I think the point is this: in pop music the words, the poetry, are the most important element; the music is just the window dressing. If you made an instrumental-only version of "Eleanor Rigby" and played it to someone who didn't know it, they wouldn't have the vaguest idea was the meaning behind the song is. It's just a nice tune. But like Mahler said, music can express things where words fail - the last movement of the Third Symphony is deeply moving and without words conveys its meaning quite effectively.

Still, these silly studies come up all the time, like the now discredited Mozart Effect.


----------



## Captainnumber36 (Jan 19, 2017)

mbhaub said:


> I think the point is this: in pop music the words, the poetry, are the most important element; the music is just the window dressing. If you made an instrumental-only version of "Eleanor Rigby" and played it to someone who didn't know it, they wouldn't have the vaguest idea was the meaning behind the song is. It's just a nice tune. But like Mahler said, music can express things where words fail - the last movement of the Third Symphony is deeply moving and without words conveys its meaning quite effectively.
> 
> Still, these silly studies come up all the time, like the now discredited Mozart Effect.


And let's just add that "pop poetry" isn't very high flown for the most part. I'm not counting Paul Simon, Bob Dylan and lyricists on that level in this. But their music isn't nearly as compelling, as you said, it takes a backseat to the poetry.


----------



## Captainnumber36 (Jan 19, 2017)

But I will say, the way most posters on this site conduct themselves along with their abilities to form positions on various topics is fantastic and to a high degree of excellence I firmly believe.


----------



## paulbest (Apr 18, 2019)

mbhaub said:


> To make you feel good: https://nypost.com/2019/05/22/smarter-people-listen-to-instrumental-music-study/


No news there. 
CM fans possess a more developed consciousness, awareness.
However if we take a cd player to the Amazonian Indians and play a CM cd, who knows they may smile with joy at the new sounds....now surely they can not compete with high tech workers in Silicon Valley who may not even havea CM cd in their home.
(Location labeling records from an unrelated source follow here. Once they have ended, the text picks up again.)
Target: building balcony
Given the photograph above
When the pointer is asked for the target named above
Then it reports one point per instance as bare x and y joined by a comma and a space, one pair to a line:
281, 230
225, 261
What I should have said, , CM fans (including Amazonian Indians) *more distinct level of consciousness* vs a herd mentality, which can not hear the beauty in CM. 
There are 2 levels of intelligence. One has a living soul, the other is manipulated by a material world.

CM fans, have a higher soul= intelligence, same thing.


----------



## paulbest (Apr 18, 2019)

No, I just read pieces of the article,,,no no,, my thoughts above , are in reference only for CM fans, no other musical genre


----------



## Euler (Dec 3, 2017)

One day last summer I drove to the garden centre with Kreisleriana blasting from the stereo. Absorbed in the music, I swung into the car park in fourth gear, mounted the verge and knocked down a stone cherub. Burning with embarrassment I made a swift u-turn and sped off again. When my better half asked why I'd returned empty-handed, I said they'd run out of plants.
So not _too_ smart.


----------